What is the status of CAA's relation with Sikorsky Memorial Airport, which is located in Stratford but owned by the city of Bridgeport?
We continue to talk to the city of Bridgeport. At one time, we were interested in potentially acquiring the airport, but our due diligence got us to back away from that because of the costs involved in potential environmental cleanup related to the transfer act. But we are still talking about the potential of an operating agreement, meaning the CAA would operate the airport on behalf of the city of Bridgeport.
While we’re looking back at the first 10 years of the CAA, what is the agency going to be doing for the next 10 years? What do you have anything on your upcoming agenda that you're able to preview?
We're going to continue to invest into the infrastructure at Bradley Airport and we're constantly looking to improve our service.

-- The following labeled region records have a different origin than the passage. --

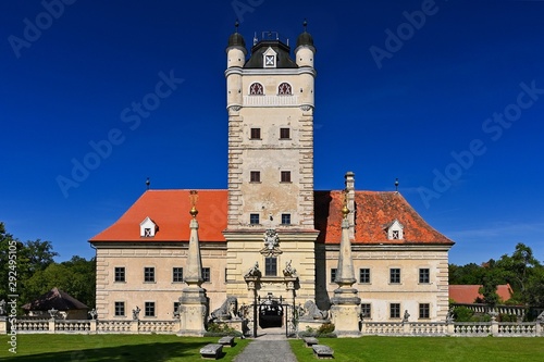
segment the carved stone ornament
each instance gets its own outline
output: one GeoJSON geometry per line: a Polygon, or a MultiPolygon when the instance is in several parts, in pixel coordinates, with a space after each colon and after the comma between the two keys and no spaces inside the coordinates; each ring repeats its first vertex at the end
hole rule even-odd
{"type": "Polygon", "coordinates": [[[264,232],[264,248],[261,249],[261,254],[267,257],[276,257],[282,253],[282,250],[279,248],[280,237],[277,236],[276,230],[269,228],[264,232]]]}

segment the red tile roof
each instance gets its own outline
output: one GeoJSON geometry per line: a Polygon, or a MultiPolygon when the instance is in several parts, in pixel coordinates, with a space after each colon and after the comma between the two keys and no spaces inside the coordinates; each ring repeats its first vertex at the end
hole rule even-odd
{"type": "MultiPolygon", "coordinates": [[[[343,191],[316,191],[316,228],[321,242],[341,241],[343,191]]],[[[356,191],[354,244],[454,242],[432,228],[398,192],[356,191]],[[404,226],[404,238],[388,240],[385,227],[395,220],[404,226]]]]}
{"type": "MultiPolygon", "coordinates": [[[[89,241],[183,241],[189,239],[190,190],[147,190],[110,227],[89,241]],[[159,227],[154,237],[140,237],[139,224],[149,216],[159,227]]],[[[200,241],[224,241],[226,190],[198,190],[200,241]]]]}
{"type": "MultiPolygon", "coordinates": [[[[453,241],[429,226],[398,192],[356,191],[355,244],[444,244],[453,241]],[[388,240],[384,227],[404,225],[404,239],[388,240]]],[[[314,192],[318,242],[338,244],[342,191],[314,192]]],[[[198,190],[200,241],[225,241],[227,190],[198,190]]],[[[189,190],[147,190],[112,226],[89,241],[184,241],[189,238],[189,190]],[[140,237],[139,224],[149,216],[159,227],[152,238],[140,237]]]]}
{"type": "MultiPolygon", "coordinates": [[[[481,285],[450,285],[449,286],[449,299],[454,300],[459,304],[472,304],[475,303],[475,299],[483,299],[483,296],[478,291],[481,285]]],[[[497,295],[507,301],[511,298],[512,290],[509,284],[498,285],[497,295]]]]}

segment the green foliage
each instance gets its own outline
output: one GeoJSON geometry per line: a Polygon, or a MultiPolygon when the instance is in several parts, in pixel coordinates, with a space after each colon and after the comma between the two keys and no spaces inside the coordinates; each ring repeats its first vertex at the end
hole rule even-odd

Everything we do there — whether it's updating our restaurants or bringing an actual new concession — is always done with an eye towards how is this going to benefit the passenger experience at Bradley.
One of the specific things we really want to work on over the next couple of years is enhancing our international network out of Bradley. We're also going to be working to enhance our long-haul domestic route network, and a primary focus there is to get service into Seattle. But that doesn't mean we're not going to focus on what I'll call the medium haul destinations — to add cities like Austin or Milwaukee. That would do quite a bit to our route network.
The cornerstone of any airport is how healthy is your airline system. Because the more routes you add, the more seats you add — and the more seats you add, the more passengers you can accommodate the more passengers you accommodate and. And that's what allows us to continue to invest into the aviation system here in Connecticut, if we can continue to develop that revenue stream.